Chapter two of my WIP is called The Time and Space Consortium. It is based on a dream I had about being in the Tartis and flying around with a black woman doctor. It is possibly one of the weirdest dreams I have ever had, the chapter did not come out quite as weird, it will be weirded up in the final version I think. So same warning as my last post of this size; This is an unedited version written during NaNoWrimo a month where the experts say you shouldn't edit so I didn't. Hope you enjoy it and blog on comrades!



Chapter 2. The Time and Space Consortium:

It was pink and his head hurt. He felt like he was floating in air, but not like he was falling. He had watched a program on Discovery about out of body experiences and guessed that this was what it must feel like. His dreamlike state was interrupted by a large blipping noise and his body fell face down onto a hard surface smashing his glasses in the process. With a blurry vision he looked on in astonishment as a pink room seemed to materialise around him. He couldn’t quite make out the details but laying there on the floor it seemed like the walls were covered with buttons of various sizes and shapes. As he stretched his hands out to retrieve his glasses he noticed that the floor he was lying on was in fact not hard, but made of some kind of synthetic fluffy pink fibre.
“Sorry about the rough ride. It is always hard the first couple of times.” The little man had landed safely on his feet and was now checking buttons and pulling levers that had appeared on the ceiling. He seemed oddly in place in the pink room and Maz acknowledged that he might the one who didn’t fit in. Not that he had ever felt like he fit in on earth.
Earth! Emma! What had happened to them all?
The blipping noise went away and the little man picked up the glasses and looked them over.
“Very interesting...” He turned them over several times like they were an object of great fascination.
Maz struggled to sit upright, but in the end he managed.
“Can I have them back please? I can’t really see without them.” The little man looked at him quizzically.

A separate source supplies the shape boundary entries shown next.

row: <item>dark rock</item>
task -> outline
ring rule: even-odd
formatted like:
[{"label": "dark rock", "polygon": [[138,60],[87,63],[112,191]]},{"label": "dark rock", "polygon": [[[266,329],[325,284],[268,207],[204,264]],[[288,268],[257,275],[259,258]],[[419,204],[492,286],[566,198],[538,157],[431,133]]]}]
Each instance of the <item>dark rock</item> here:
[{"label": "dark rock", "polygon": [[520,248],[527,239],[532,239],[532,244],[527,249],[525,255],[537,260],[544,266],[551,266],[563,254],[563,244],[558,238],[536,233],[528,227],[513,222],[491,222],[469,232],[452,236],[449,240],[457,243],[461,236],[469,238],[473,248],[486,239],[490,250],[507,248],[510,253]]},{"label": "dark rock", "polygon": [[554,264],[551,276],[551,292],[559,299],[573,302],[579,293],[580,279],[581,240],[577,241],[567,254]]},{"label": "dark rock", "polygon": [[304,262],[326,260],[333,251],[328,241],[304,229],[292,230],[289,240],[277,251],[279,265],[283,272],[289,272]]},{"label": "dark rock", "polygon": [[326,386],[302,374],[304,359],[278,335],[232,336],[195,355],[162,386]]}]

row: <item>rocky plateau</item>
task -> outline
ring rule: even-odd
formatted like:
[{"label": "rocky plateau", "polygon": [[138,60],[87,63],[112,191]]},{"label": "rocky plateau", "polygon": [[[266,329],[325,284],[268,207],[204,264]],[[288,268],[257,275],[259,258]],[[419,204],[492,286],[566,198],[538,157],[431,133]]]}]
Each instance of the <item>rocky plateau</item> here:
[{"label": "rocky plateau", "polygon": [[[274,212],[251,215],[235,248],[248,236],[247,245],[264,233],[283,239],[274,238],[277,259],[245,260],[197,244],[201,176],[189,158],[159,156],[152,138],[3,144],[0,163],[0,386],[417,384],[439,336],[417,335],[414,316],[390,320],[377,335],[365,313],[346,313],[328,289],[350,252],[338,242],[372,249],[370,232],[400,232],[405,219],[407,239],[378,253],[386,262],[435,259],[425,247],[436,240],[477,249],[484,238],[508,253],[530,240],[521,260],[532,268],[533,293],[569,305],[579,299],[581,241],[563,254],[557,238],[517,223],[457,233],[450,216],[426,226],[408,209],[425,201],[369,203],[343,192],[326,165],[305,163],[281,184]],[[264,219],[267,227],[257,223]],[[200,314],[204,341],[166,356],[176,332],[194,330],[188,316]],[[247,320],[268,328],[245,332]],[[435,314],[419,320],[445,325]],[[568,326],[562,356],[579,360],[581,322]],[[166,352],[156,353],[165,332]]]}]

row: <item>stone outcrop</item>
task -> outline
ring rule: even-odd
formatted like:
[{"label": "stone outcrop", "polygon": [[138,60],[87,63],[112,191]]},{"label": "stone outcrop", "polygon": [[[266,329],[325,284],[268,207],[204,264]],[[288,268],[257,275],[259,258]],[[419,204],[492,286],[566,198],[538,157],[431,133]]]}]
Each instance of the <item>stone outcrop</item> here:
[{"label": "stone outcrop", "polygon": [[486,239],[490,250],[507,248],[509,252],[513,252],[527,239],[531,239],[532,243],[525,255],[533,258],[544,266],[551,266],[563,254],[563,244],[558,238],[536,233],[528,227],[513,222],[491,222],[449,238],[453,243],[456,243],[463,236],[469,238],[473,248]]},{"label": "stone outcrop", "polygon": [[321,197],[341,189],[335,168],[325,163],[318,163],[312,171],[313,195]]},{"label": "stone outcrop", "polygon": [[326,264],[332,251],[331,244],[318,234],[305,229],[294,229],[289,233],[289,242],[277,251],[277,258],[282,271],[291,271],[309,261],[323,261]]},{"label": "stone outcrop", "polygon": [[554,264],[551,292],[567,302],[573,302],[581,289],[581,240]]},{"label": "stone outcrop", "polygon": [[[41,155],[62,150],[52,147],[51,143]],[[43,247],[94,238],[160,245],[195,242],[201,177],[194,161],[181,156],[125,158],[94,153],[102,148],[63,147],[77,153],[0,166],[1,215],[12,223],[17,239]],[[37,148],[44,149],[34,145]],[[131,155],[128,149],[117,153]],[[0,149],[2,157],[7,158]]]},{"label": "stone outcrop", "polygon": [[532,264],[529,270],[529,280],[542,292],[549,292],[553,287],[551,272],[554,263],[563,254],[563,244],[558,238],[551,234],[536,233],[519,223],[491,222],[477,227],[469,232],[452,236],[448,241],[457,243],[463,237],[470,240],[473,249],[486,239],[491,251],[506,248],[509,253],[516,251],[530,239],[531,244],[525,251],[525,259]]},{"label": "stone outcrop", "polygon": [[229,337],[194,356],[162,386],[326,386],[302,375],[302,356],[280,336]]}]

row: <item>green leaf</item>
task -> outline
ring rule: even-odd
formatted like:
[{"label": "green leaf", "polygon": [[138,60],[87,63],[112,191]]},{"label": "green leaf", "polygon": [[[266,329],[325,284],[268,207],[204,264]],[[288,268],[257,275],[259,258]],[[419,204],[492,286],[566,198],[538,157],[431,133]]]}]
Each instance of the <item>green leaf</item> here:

“They help you see? Oh dear, well that can’t do!” He pulled a device from his pocket that looked very much like a remote control and without asking for permission he pointed it at Maz and pressed a button. Maz felt his eyes rolling around in their sockets and his head felt like it was turning into jelly, but then the heat went away and he could see perfectly.
“Amazing! What did you do to me?” The little man shook his head.

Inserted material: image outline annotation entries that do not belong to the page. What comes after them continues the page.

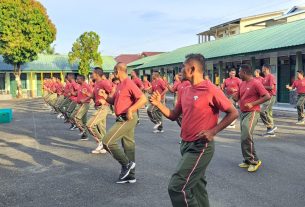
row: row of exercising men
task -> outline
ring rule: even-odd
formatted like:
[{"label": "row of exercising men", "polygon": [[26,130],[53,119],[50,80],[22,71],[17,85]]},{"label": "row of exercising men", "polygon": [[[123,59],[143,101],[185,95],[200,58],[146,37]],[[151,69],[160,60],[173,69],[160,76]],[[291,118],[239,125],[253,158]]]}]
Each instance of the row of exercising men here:
[{"label": "row of exercising men", "polygon": [[[238,116],[238,111],[225,94],[204,79],[204,65],[205,59],[200,54],[190,54],[186,57],[182,78],[188,84],[178,90],[173,110],[164,105],[162,92],[155,90],[150,98],[151,105],[165,117],[177,120],[182,115],[182,158],[168,187],[173,206],[209,206],[204,174],[213,157],[213,139]],[[122,165],[118,183],[134,183],[134,129],[138,121],[136,112],[145,105],[146,97],[128,78],[125,64],[119,63],[114,69],[114,74],[119,79],[115,90],[97,90],[97,94],[105,103],[114,105],[117,116],[115,124],[102,139],[103,148]],[[158,73],[155,75],[158,77]],[[239,167],[255,172],[261,161],[254,148],[253,132],[258,121],[260,105],[270,101],[271,96],[262,82],[253,78],[251,66],[242,65],[239,76],[242,82],[232,97],[234,101],[239,102],[241,110],[241,147],[244,161]],[[87,93],[87,89],[80,91]],[[220,111],[226,115],[218,123]],[[119,147],[118,141],[122,142],[124,150]]]}]

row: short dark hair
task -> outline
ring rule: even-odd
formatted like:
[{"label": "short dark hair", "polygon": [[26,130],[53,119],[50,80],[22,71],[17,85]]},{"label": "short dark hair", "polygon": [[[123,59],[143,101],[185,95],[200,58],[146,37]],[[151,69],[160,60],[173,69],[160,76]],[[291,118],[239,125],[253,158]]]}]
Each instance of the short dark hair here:
[{"label": "short dark hair", "polygon": [[271,66],[270,66],[269,64],[267,64],[267,63],[265,63],[265,64],[263,65],[263,67],[268,68],[269,70],[271,69]]},{"label": "short dark hair", "polygon": [[94,68],[94,73],[96,73],[98,76],[102,77],[104,75],[104,71],[100,67]]},{"label": "short dark hair", "polygon": [[189,62],[191,60],[194,60],[196,61],[197,63],[200,64],[200,66],[202,67],[202,71],[204,72],[204,69],[205,69],[205,58],[202,54],[194,54],[194,53],[191,53],[191,54],[188,54],[187,56],[185,56],[185,62]]},{"label": "short dark hair", "polygon": [[304,71],[303,70],[298,70],[297,73],[300,73],[302,76],[304,76]]},{"label": "short dark hair", "polygon": [[242,64],[240,66],[240,70],[244,71],[247,75],[253,75],[253,70],[252,70],[251,65]]},{"label": "short dark hair", "polygon": [[139,75],[138,71],[132,70],[137,76]]},{"label": "short dark hair", "polygon": [[83,81],[86,79],[84,75],[78,74],[77,75],[78,78],[82,79]]}]

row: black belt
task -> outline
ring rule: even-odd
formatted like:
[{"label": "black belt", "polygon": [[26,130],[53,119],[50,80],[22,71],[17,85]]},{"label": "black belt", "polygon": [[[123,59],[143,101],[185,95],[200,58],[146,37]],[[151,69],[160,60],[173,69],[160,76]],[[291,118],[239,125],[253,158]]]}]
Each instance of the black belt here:
[{"label": "black belt", "polygon": [[116,122],[125,122],[125,121],[128,121],[127,115],[126,114],[121,114],[121,115],[116,117],[115,121]]}]

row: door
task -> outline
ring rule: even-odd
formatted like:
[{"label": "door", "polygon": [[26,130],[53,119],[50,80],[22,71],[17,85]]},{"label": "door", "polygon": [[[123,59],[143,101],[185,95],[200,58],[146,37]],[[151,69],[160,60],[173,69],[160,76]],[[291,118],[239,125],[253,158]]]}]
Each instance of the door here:
[{"label": "door", "polygon": [[15,80],[15,76],[13,73],[10,73],[10,92],[11,95],[16,98],[17,95],[17,84],[16,84],[16,80]]},{"label": "door", "polygon": [[278,68],[278,102],[289,103],[289,91],[286,89],[286,85],[290,85],[290,65],[279,65]]},{"label": "door", "polygon": [[41,83],[41,74],[40,73],[37,73],[36,74],[36,83],[37,83],[37,94],[36,96],[37,97],[41,97],[42,96],[42,83]]}]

“There is no time to explain the details to you, but I rearranged some of your brain cells.”
“You...” Maz felt close to throwing up again and looked around for some water.
“Liquid!” A tiny voice cried out. Maz looked around for anything that could have possibly uttered those words, but there was no one here but him and the little man. Two chairs and a table appeared. On the table, cups were materialising and plates. Maz groaned as he got up, but managed to stumble all the way to the table and sit down to...

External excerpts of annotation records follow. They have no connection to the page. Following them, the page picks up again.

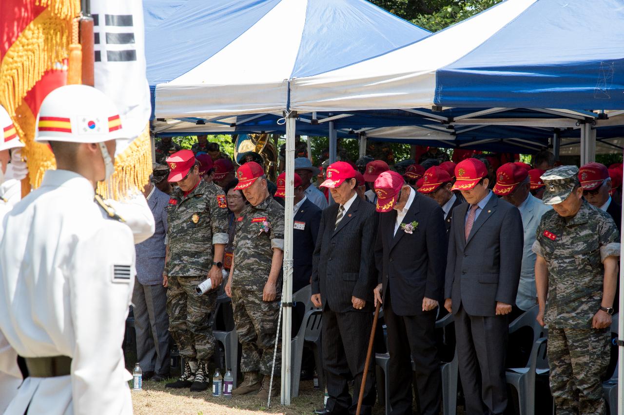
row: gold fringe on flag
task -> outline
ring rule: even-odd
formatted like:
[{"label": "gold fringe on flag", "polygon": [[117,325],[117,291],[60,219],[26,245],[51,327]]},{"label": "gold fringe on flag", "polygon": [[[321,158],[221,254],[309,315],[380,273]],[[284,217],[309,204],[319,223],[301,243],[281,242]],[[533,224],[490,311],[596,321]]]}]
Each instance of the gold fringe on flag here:
[{"label": "gold fringe on flag", "polygon": [[72,20],[80,14],[79,0],[37,0],[47,7],[27,26],[2,57],[0,65],[0,103],[13,119],[27,159],[31,184],[38,187],[43,173],[56,167],[52,151],[34,142],[32,114],[23,100],[46,72],[58,69],[69,55]]},{"label": "gold fringe on flag", "polygon": [[122,200],[142,191],[152,174],[152,141],[149,126],[115,158],[115,173],[106,183],[97,184],[96,192],[104,199]]}]

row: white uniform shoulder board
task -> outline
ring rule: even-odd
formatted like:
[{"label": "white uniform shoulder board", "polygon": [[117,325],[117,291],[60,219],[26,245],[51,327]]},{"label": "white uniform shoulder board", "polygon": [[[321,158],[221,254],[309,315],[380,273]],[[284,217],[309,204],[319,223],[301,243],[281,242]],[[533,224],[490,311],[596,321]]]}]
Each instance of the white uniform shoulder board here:
[{"label": "white uniform shoulder board", "polygon": [[130,284],[130,265],[114,265],[113,282]]},{"label": "white uniform shoulder board", "polygon": [[102,198],[99,194],[94,196],[93,197],[93,199],[96,203],[97,203],[100,208],[101,208],[104,212],[106,212],[106,214],[108,215],[109,217],[119,222],[125,222],[125,220],[123,217],[117,214],[117,212],[115,211],[115,209],[113,209],[112,206],[102,199]]}]

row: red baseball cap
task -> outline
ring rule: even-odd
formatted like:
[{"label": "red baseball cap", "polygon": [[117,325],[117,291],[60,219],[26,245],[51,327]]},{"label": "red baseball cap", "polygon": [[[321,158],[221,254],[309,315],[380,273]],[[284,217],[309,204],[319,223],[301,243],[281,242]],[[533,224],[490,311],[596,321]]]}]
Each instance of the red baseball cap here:
[{"label": "red baseball cap", "polygon": [[203,174],[207,171],[212,168],[214,165],[212,163],[212,158],[206,153],[200,154],[195,157],[199,161],[199,174]]},{"label": "red baseball cap", "polygon": [[609,177],[611,178],[611,190],[610,194],[613,194],[618,188],[622,185],[622,167],[616,167],[609,169]]},{"label": "red baseball cap", "polygon": [[535,190],[545,186],[542,179],[542,175],[545,173],[546,171],[542,169],[532,169],[529,171],[529,180],[531,181],[531,190]]},{"label": "red baseball cap", "polygon": [[432,166],[422,176],[422,184],[418,188],[421,193],[431,193],[436,191],[442,183],[451,181],[449,173],[439,166]]},{"label": "red baseball cap", "polygon": [[[299,174],[295,173],[295,188],[296,189],[301,185],[301,178]],[[277,176],[277,190],[275,191],[275,196],[280,198],[286,197],[286,172]]]},{"label": "red baseball cap", "polygon": [[385,161],[373,160],[366,164],[366,169],[364,171],[364,179],[369,182],[374,181],[378,176],[389,169],[390,168]]},{"label": "red baseball cap", "polygon": [[527,164],[526,163],[522,163],[522,161],[516,161],[514,164],[516,166],[520,166],[523,168],[527,169],[527,171],[533,169],[533,168],[531,167],[531,165]]},{"label": "red baseball cap", "polygon": [[215,180],[223,180],[230,171],[234,171],[234,165],[228,158],[220,158],[215,161]]},{"label": "red baseball cap", "polygon": [[180,181],[187,176],[188,171],[195,166],[195,155],[190,150],[180,150],[167,157],[166,161],[169,165],[167,181]]},{"label": "red baseball cap", "polygon": [[417,180],[425,174],[425,168],[420,165],[411,165],[405,169],[403,176],[410,180]]},{"label": "red baseball cap", "polygon": [[457,180],[451,190],[470,190],[479,180],[487,176],[487,169],[480,160],[467,158],[455,166],[455,176]]},{"label": "red baseball cap", "polygon": [[234,188],[236,190],[246,189],[253,184],[256,179],[262,177],[264,174],[265,169],[261,166],[255,161],[248,161],[238,168],[238,171],[236,172],[238,184]]},{"label": "red baseball cap", "polygon": [[588,163],[578,169],[578,181],[583,190],[594,190],[608,178],[609,170],[600,163]]},{"label": "red baseball cap", "polygon": [[456,166],[457,166],[457,165],[452,161],[444,161],[444,163],[441,163],[439,167],[446,170],[446,173],[449,173],[449,176],[451,177],[451,179],[452,180],[455,178]]},{"label": "red baseball cap", "polygon": [[510,194],[528,176],[529,170],[524,166],[517,163],[505,163],[496,171],[496,184],[492,191],[498,196]]},{"label": "red baseball cap", "polygon": [[[372,162],[371,162],[372,163]],[[389,212],[399,199],[401,188],[405,184],[403,176],[396,171],[383,171],[375,179],[378,212]]]},{"label": "red baseball cap", "polygon": [[348,163],[336,161],[328,166],[325,176],[327,178],[321,183],[321,186],[333,188],[342,184],[347,179],[353,179],[356,174],[355,170]]}]

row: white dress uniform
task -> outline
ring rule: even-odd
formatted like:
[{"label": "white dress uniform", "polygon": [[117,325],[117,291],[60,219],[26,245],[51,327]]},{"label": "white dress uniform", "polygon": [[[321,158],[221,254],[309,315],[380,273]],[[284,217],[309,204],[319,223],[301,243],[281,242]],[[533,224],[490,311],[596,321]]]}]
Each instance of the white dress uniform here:
[{"label": "white dress uniform", "polygon": [[[13,122],[4,108],[0,106],[0,151],[13,149],[11,164],[6,170],[0,184],[0,222],[16,203],[19,201],[21,186],[19,179],[26,176],[26,163],[21,161],[17,149],[23,147],[19,141]],[[19,165],[19,166],[18,166]],[[16,168],[14,169],[14,167]],[[1,173],[1,170],[0,170]],[[0,228],[1,229],[1,228]],[[0,232],[0,236],[2,235]],[[0,413],[4,413],[9,403],[17,393],[22,383],[22,373],[17,363],[17,354],[0,332]]]},{"label": "white dress uniform", "polygon": [[[108,176],[113,166],[102,143],[121,138],[116,113],[94,88],[62,87],[41,105],[36,140],[99,143]],[[49,171],[2,221],[0,332],[9,346],[0,347],[0,373],[14,373],[16,353],[29,371],[6,413],[132,412],[121,345],[134,241],[151,235],[154,219],[133,198],[111,203],[126,216],[122,223],[94,196],[85,177]]]}]

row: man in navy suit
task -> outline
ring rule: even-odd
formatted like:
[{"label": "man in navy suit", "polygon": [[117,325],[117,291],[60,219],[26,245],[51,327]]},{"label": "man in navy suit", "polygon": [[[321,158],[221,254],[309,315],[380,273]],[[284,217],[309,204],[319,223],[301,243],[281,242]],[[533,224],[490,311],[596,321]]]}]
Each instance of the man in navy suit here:
[{"label": "man in navy suit", "polygon": [[[310,284],[312,254],[321,224],[320,208],[306,196],[301,178],[295,173],[295,224],[293,230],[293,292]],[[276,198],[286,197],[286,173],[277,178]],[[303,317],[303,316],[302,316]]]},{"label": "man in navy suit", "polygon": [[[377,213],[358,197],[355,170],[344,161],[327,168],[321,186],[335,204],[323,211],[313,256],[312,302],[323,308],[323,354],[329,397],[323,414],[354,414],[373,325],[377,284],[374,247]],[[369,370],[362,411],[375,403],[374,371]],[[347,383],[355,378],[353,398]]]},{"label": "man in navy suit", "polygon": [[444,308],[454,315],[459,374],[469,415],[507,408],[507,315],[515,301],[522,256],[518,208],[489,189],[485,165],[474,158],[455,168],[455,208],[449,241]]},{"label": "man in navy suit", "polygon": [[391,374],[392,415],[412,414],[412,365],[418,413],[437,415],[442,379],[436,345],[436,315],[446,265],[444,213],[434,201],[406,184],[396,171],[375,180],[381,212],[375,246],[380,284],[375,304],[384,305]]},{"label": "man in navy suit", "polygon": [[169,196],[156,188],[154,178],[144,194],[156,223],[154,235],[135,246],[137,276],[132,292],[134,327],[137,332],[137,361],[144,379],[160,381],[169,374],[169,317],[167,289],[163,287],[167,212]]}]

“Toast and tea?” The little man nodded.
“A little bird told me that this is the most common thing to serve in the early hours of the days where you come from.”
“A little bird?”
“Yes he is a parakeet actually, if you want specifics.” Maz started to eat his toast. The little man sat down.
“See, a long time ago the Intergalactic council for Humanoids decided that it would be far better for us if our better judgement lived outside of us. That way it would always be independent. So I have Parakeet Pete who lives in my hat. Actually earth was scheduled for something similar, but then wars broke out and you were kind of forgotten. Guess it comes with being one of the outer rim planets, never quite got around to it I’m afraid.“  Something inside the man’s hat chirped and he nodded.
“Actually he would like to know why you earth-dwellers insist on stuffing birds in cages.” The bird chirped again and Maz shrugged.
“Alright all animals then, jeeps Louise you are asking a lot of a humanoid with such limited brain-function. No offense,” he looked at Maz’s head and Maz felt an eerie cold hand squeezing his brain, “you are remarkable fascinating creatures to study but it always puzzles me that you manage to get through your pitiful short lives with the little use you have of your brain. Does it make you happier to live such short lives because you are in fact the humanoid equivalent of a very stupid space-monkey drone whose only function is to sit around and wait for the signal to press the big banana shaped button that will destroy a planet?”
“Wait, space-monkeys are blowing up planets? What kind of a sick joke is this?”
“Joke, no joke I can assure you. They tried every other shape but the banana was the only thing that would keep them occupied.” 
 Maz nodded like he had understood it all, but it was all rather baffling to him and he was pretty sure that even though the toast was excellent this was all just an evil nightmare and he would soon wake up on a bench still hung over. The little man sniffed the tea and wrinkled his nose. He pulled out a pot of Bovril and poured some hot water in a cup. He noticed that Maz was staring at him.
“I have quite acquired a taste for it when I was down there. And Marmite, but my studies tell me that you either hate it or love it. And judging from your facial expression,” Maz had made a face of utter disgust at the thought of the hideous spread, “you are one of the haters. More for me I guess!” Maz took another bite of his Marmite free toast and sipped his tea as if he was trying to maintain the sweet memory of it for a while.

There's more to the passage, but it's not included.